This article originally appeared on WND.com
Guest by post by Bob Unruh
American city looking to put kibosh on program
The Department of Justice has issued a statement of interest in a fight going on in Oregon between a church whose members want to give food to their community members and a city that wants to restrict that activity.
“Many churches and faith-based organizations across the country are on the front lines serving the critical needs of people experiencing hunger and homelessness,” explained Kristen Clarke of the Justice Department’s Civil Rights Division. “Discriminatory zoning restrictions that burden and limit religious organizations’ use of their land violate federal antidiscrimination laws. The Justice Department is committed to enforcing federal civil rights laws to ensure that all religious groups can freely exercise their religious beliefs.”
The fight is raging in U.S. District Court over the decision by the city of Brookings to restrict the activities of St. Timothy’s church.

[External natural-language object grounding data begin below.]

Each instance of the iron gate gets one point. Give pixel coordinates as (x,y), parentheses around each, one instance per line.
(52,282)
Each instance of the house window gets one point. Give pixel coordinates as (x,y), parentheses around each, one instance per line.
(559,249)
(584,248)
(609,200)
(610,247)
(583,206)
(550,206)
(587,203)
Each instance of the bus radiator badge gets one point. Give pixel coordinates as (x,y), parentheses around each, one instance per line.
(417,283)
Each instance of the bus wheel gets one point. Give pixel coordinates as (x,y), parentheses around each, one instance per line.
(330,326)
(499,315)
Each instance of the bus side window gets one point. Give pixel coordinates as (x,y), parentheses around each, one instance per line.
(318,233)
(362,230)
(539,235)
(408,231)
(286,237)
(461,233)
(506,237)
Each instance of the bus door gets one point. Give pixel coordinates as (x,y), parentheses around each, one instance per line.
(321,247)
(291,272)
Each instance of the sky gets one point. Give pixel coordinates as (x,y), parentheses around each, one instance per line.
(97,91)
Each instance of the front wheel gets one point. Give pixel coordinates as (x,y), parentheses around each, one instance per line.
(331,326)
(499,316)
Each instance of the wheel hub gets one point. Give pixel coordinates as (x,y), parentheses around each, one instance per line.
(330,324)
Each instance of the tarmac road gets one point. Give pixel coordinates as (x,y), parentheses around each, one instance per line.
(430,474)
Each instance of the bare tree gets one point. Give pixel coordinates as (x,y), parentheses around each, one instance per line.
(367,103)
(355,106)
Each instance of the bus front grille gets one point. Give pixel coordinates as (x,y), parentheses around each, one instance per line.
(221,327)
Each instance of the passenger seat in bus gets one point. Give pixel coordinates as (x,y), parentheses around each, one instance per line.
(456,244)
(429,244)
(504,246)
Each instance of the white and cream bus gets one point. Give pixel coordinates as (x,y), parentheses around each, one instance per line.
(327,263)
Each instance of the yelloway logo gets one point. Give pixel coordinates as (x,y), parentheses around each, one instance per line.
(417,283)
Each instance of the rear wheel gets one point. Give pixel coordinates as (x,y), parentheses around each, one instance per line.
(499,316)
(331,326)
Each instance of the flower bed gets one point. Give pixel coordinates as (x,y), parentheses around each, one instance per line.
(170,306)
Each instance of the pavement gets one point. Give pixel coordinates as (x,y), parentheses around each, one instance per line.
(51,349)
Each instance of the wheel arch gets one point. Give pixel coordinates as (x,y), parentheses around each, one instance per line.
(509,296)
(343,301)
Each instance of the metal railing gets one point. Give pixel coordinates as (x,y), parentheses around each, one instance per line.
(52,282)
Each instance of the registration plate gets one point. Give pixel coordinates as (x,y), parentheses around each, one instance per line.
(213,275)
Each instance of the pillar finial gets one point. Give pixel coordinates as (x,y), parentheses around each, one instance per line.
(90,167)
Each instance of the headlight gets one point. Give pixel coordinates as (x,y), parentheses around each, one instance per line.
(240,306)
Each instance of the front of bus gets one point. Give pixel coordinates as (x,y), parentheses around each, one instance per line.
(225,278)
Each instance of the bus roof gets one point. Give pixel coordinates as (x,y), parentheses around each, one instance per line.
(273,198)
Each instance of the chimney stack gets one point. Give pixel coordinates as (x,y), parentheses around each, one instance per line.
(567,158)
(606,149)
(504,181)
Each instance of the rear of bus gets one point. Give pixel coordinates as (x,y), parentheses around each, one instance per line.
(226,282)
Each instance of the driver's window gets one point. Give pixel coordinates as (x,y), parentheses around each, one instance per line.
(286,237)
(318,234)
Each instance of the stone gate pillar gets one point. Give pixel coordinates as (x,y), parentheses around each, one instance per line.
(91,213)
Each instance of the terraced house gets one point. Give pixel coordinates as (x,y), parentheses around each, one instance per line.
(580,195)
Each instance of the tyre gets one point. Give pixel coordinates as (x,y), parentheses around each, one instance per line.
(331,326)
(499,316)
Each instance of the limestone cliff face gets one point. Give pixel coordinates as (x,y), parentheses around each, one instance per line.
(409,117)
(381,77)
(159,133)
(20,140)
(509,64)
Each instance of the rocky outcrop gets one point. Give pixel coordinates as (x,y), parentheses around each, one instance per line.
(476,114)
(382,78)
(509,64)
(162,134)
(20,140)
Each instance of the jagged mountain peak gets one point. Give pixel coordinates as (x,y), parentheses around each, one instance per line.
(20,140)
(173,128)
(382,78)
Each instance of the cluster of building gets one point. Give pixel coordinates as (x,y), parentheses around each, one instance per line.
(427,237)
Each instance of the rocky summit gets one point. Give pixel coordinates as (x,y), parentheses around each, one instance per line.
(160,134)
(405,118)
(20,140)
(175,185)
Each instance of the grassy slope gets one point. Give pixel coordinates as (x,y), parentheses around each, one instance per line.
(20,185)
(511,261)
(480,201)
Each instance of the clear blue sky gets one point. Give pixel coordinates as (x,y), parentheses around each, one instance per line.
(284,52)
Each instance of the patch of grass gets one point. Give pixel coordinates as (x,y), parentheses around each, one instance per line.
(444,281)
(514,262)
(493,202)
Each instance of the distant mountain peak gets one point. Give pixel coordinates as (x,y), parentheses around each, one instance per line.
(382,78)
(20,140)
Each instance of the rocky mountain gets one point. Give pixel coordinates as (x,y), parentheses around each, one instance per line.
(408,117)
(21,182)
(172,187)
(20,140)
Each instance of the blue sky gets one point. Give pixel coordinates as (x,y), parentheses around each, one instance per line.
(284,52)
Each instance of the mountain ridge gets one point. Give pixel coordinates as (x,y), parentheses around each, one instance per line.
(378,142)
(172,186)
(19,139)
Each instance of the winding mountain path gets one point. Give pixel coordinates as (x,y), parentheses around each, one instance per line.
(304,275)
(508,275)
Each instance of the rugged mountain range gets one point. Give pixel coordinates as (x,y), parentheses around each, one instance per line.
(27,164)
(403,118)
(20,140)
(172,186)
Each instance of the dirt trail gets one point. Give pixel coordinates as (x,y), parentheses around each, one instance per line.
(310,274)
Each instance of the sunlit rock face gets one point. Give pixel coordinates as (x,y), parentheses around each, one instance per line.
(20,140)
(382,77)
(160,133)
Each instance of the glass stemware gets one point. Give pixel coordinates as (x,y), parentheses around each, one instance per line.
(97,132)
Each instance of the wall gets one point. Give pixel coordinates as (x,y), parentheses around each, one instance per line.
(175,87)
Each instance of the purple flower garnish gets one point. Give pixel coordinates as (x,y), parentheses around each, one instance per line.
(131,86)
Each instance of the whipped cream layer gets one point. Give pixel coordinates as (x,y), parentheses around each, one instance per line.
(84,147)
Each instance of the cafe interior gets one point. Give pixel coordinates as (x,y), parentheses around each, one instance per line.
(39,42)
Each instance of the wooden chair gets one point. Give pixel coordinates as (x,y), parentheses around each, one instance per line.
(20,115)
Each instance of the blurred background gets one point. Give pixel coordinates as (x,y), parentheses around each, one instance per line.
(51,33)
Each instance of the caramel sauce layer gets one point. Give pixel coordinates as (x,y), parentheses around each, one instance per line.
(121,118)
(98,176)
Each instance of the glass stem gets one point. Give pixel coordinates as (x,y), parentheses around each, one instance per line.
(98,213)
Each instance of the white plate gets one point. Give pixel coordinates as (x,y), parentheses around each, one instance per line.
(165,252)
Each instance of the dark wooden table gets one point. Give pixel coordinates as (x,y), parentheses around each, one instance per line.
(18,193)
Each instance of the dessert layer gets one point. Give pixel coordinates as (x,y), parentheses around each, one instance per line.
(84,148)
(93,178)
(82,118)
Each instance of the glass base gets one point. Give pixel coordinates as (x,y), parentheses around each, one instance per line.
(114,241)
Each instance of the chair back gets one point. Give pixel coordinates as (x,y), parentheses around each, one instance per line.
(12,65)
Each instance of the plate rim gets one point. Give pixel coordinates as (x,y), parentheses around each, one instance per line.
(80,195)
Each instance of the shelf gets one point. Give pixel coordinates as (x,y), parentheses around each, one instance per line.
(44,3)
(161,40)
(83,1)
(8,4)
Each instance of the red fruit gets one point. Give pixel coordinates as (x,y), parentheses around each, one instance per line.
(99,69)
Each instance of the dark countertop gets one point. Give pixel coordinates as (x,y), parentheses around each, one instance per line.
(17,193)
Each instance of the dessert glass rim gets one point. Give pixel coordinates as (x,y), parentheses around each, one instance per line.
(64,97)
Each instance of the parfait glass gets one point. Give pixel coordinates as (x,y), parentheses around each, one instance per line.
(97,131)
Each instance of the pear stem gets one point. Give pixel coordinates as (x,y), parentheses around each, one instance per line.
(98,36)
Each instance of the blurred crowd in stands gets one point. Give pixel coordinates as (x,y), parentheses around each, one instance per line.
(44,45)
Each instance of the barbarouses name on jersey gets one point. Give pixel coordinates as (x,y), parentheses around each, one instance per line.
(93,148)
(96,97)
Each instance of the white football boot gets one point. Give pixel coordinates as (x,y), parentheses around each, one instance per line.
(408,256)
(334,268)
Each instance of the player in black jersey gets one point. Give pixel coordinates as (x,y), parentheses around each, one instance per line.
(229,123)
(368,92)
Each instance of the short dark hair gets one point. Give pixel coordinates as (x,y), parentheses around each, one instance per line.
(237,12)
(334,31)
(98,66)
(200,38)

The church has sued, claiming the city imposed a substantial burden on its religious service with an ordinance that bans the church from serving free meals to people in need more than two days per week.
At issue appear to be violations of the federal Religious Land Use and Institutionalized Persons Act.
The DOJ reported for more than a decade before the new city limit, the church provided meal service up to six days per week, even during the COVID pandemic, based on the needs in the community.
The church confirms it has a religious duty to provide help.
The DOJ noted the city claimed RLUIPA did not apply to the city’s actions against St. Timothy’s and that the ordinance did not substantially burden St. Timothy’s religious exercise.
The church’s arguments are the opposite, that RLUIPA does apply and serving meals to the need is a protected religious exercise.
RLUIPA is a federal law that protects religious institutions from unduly burdensome or discriminatory land use regulations.
WND previously reported the Episcopal Diocese in Oregon is joining St. Timothy’s in the dispute.
“We’ve been serving our community here for decades and picking up the slack where the need exists and no one else is stepping in,” the Rev. Bernie Lindley said in a statement at the time the dispute developed.